Las dos fuentes más grandes de indio se encuentran en el este de Canadá (Mount Pleasant) y en Bolivia (Malku Khota). Los yacimientos de Canadá tienen el potencial de producir 38,5 toneladas de indio al año, mientras que las considerables minas de Bolivia podrían producir 80 toneladas al año.

La South American Silver Corporation de Canadá -ahora TriMetals Minera- había firmado una concesión para explorar y eventualmente explotar Malku Khota. El trabajo comenzó en 2003, dos años antes de que Evo Morales y el Movimiento por el Socialismo (MAS) ganaran sus primeras elecciones presidenciales en Bolivia. South American Silver realizó varios estudios de la región, todos los cuales encontraron depósitos sustanciales que estaban a punto de convertir a esta firma canadiense en uno de los principales actores de la industria minera.

Un estudio realizado por Allan Armitage y otros para South American Silver, y entregado a la compañía en 2011, mostró que la mina Malku Khota produciría cantidades sustanciales de plata, indio, plomo, zinc, cobre y galio. “El indio y el galio”, señala el estudio, “son considerados como metales estratégicos que dan al proyecto un potencial alcista futuro”. El galio se utiliza para termómetros y barómetros, así como en el sector de pruebas de la industria farmacéutica. Hay un tesoro a nivel de Fort Knox que se puede hacer de estos minerales.

Nacionalizar los recursos

Evo Morales logró la victoria en 2006 con la promesa de un nuevo día para Bolivia. La clave de su agenda era tomar el control de los recursos del país y utilizarlos para mejorar la calidad de vida de las poblaciones más desfavorecidas de Bolivia. Una de las grandes tragedias de Bolivia ha sido que desde mediados del siglo XVI, las poblaciones indígenas han tenido que trabajar para sacar riquezas preciosas de debajo de sus tierras y enviarlas para enriquecer a los pueblos de Europa y más tarde de América del Norte.
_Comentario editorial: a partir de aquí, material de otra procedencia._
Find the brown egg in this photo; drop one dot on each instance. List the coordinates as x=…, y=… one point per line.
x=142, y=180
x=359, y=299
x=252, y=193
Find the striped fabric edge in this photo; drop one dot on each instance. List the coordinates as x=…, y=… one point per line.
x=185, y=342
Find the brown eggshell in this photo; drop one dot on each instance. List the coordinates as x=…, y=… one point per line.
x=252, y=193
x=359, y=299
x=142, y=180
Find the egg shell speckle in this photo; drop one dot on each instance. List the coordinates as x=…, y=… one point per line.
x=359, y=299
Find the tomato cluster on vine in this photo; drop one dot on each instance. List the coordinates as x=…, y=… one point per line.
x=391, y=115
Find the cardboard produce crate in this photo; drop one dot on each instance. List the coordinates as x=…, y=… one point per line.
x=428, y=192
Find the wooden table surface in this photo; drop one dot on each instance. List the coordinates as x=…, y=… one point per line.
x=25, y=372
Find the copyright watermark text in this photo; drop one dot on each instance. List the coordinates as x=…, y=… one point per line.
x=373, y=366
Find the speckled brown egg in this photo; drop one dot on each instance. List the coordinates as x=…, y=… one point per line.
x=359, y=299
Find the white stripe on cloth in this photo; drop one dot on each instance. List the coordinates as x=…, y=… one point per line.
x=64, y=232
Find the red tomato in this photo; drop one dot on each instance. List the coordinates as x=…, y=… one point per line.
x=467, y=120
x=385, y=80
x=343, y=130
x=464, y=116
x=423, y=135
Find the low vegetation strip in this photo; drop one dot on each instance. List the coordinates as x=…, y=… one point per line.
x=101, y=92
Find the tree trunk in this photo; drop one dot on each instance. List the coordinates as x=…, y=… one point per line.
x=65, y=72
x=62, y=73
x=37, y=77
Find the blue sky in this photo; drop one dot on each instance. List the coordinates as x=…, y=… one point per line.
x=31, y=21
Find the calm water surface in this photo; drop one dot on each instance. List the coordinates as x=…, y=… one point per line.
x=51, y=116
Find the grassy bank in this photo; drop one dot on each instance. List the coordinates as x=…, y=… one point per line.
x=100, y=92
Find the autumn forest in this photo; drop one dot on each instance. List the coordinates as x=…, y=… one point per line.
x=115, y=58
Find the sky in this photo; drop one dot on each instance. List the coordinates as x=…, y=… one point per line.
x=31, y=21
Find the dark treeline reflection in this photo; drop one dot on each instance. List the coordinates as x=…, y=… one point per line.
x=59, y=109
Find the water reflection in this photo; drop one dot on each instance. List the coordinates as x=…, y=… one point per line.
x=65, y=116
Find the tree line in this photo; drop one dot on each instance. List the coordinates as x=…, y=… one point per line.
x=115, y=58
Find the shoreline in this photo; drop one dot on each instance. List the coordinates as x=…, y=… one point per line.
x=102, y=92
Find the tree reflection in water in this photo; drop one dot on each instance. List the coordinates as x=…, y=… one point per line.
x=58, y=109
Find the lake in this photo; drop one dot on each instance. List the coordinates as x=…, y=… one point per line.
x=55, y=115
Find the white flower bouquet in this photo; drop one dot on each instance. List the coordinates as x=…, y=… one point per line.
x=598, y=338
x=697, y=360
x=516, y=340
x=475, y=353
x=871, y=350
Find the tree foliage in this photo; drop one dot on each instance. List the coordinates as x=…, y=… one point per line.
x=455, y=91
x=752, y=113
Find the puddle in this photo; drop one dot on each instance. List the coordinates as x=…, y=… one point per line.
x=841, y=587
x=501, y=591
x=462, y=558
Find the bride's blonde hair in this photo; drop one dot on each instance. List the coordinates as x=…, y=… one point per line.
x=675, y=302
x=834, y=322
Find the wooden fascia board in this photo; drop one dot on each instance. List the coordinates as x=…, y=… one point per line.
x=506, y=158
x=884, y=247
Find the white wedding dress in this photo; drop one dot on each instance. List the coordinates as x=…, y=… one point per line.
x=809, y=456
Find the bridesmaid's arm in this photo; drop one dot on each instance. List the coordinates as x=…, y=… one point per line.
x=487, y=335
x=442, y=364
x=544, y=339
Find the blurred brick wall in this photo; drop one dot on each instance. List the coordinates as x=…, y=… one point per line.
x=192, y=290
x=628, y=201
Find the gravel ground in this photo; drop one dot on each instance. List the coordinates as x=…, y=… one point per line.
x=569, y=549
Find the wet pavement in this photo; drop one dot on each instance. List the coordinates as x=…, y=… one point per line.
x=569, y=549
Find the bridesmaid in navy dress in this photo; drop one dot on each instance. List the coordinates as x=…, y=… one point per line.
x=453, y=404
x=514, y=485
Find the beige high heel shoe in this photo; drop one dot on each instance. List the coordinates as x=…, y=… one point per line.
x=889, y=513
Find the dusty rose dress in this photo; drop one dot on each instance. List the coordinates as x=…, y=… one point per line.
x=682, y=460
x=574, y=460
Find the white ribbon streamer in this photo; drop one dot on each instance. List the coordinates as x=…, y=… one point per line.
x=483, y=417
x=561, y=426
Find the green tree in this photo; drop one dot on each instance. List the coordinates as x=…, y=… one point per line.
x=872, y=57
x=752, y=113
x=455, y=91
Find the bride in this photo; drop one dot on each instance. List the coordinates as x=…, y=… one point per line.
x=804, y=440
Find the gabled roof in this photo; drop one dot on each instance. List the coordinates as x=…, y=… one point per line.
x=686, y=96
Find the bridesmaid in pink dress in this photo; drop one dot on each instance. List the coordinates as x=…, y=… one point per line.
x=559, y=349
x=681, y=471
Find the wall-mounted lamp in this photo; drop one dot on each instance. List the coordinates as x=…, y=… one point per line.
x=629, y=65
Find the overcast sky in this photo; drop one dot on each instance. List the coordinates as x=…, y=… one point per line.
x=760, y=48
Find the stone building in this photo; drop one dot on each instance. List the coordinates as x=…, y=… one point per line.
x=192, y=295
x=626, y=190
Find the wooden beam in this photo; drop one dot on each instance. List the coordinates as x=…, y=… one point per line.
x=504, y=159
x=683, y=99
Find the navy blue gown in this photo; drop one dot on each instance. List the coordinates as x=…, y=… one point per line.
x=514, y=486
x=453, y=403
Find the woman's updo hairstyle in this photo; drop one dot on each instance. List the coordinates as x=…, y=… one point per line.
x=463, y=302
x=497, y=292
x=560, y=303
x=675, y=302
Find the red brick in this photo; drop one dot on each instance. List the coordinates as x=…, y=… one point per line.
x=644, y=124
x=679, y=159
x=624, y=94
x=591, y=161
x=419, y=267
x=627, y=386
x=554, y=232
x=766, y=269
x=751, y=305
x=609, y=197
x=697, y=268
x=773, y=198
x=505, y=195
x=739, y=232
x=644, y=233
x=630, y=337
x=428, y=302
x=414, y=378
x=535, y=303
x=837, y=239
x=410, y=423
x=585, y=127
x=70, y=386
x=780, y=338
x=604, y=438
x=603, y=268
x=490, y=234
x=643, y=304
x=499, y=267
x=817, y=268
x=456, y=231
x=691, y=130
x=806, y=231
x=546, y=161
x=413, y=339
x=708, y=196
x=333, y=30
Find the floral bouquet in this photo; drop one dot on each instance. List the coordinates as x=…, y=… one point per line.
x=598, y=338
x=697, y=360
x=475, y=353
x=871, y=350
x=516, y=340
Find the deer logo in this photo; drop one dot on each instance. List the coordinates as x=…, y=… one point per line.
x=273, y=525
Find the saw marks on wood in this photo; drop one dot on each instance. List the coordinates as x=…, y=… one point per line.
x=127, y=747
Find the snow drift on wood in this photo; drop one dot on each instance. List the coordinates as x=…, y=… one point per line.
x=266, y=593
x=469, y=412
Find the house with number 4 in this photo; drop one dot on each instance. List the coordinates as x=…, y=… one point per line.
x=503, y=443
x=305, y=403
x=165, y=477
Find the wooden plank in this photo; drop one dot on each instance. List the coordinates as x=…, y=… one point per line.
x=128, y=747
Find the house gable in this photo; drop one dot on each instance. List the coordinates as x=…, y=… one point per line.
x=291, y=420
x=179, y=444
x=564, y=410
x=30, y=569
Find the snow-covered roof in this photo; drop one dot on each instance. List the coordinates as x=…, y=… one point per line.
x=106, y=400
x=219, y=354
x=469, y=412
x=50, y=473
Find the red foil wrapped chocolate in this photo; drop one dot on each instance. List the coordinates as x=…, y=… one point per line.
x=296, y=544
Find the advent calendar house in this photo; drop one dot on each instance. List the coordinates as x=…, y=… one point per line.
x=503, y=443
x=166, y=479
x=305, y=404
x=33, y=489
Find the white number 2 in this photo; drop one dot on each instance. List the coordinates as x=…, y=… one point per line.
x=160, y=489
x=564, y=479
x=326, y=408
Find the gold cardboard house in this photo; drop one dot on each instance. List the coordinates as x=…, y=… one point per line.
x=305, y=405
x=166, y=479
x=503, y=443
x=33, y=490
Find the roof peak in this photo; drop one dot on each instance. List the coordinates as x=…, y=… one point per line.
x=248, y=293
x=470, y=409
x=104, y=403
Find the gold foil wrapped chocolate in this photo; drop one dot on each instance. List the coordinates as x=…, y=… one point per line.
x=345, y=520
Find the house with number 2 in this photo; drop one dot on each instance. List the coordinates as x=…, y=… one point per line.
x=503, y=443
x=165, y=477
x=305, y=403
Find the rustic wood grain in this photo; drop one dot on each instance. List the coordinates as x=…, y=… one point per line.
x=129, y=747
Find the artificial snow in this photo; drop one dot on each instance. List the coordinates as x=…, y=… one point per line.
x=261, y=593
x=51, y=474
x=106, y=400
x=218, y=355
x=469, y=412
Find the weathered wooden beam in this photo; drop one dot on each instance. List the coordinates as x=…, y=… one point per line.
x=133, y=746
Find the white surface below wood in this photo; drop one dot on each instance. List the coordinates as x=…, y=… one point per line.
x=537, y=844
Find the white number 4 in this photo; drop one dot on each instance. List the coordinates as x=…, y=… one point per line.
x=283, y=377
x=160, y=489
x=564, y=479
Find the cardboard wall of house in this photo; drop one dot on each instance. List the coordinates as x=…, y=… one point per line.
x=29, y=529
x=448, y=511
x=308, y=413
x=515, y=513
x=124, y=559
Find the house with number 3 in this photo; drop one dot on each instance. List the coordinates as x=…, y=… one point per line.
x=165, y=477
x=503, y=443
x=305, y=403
No se beneficiaron de esas riquezas.

Millones de personas murieron en las minas de Potosí para sacar la plata, y luego el estaño, de la tierra. Para los indígenas que viven cerca y en el cerro, todo está al revés: uno de los cerros más lucrativos es el Cerro Rico, mientras que en español hay una frase que juega con la idea de que la riqueza es equivalente a Potosí (vale un Potosí). El mensaje de Morales durante su campaña se enmarcó en el concepto de nacionalismo de recursos: utilizar nuestros recursos para mejorar las vidas de quienes viven en la privación y la indignidad.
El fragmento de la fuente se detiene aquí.